Making a call or sending a text while on holiday or business in a European Union (EU) country is set to become cheaper this summer.
EPs are expected to vote on Thursday (May 10) for a cut in the price companies can bill customers for calls and texts, while also rubberstamping a maximum fee for data usage.
Catherine Bearder, an MEP for the South East, said the move will prevent any nasty surprises when people return home and open their phone bills.
She said: "Mobile phone companies have been able to get away with, frankly, rip off charges for far too long in my opinion.
"The costs make it prohibitive to use a phone or tablet while in the EU, and the tariffs cause confusion for customers."

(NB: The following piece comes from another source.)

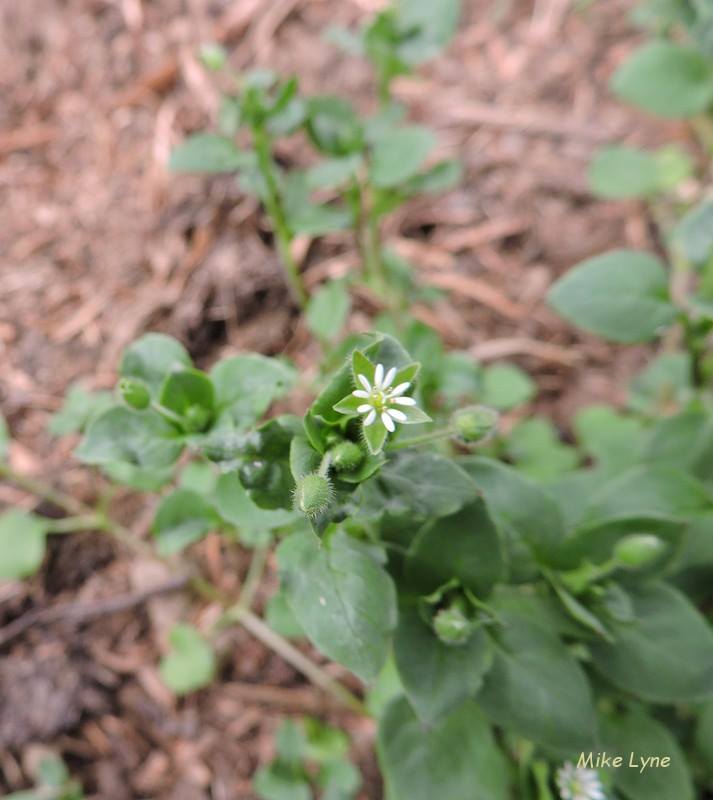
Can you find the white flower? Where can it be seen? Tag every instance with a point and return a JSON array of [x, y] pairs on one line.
[[577, 783], [380, 399]]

However, MEPs and national Governments struck a deal expected to be rubberstamped on Thursday (May 10) which will see costs reduced from Sunday, July 1.
It means the cost of making a call will be limited to 23p per minute, sending a text will cost 7p and data will be pegged at 56p per megabyte.
At the moment, the top charge for making a call is around 28p, sending a text is about 8p and there is no cap on what firms can charge for data.
But the aim is by 2014 operators will not be able to charge more than 15p for making a call, 5p for sending text and 16p for a megabyte of data.
The European Commission has also said from July 2014 operators will have to open up their networks to providers from other EU countries in an effort to give customers more choice.
Mobile phone users will be able to sign a separate contract and find the best deal when travelling abroad.
Catherine added: "Competition is vital to ensure customers don't feel hamstrung by their mobile phone operator."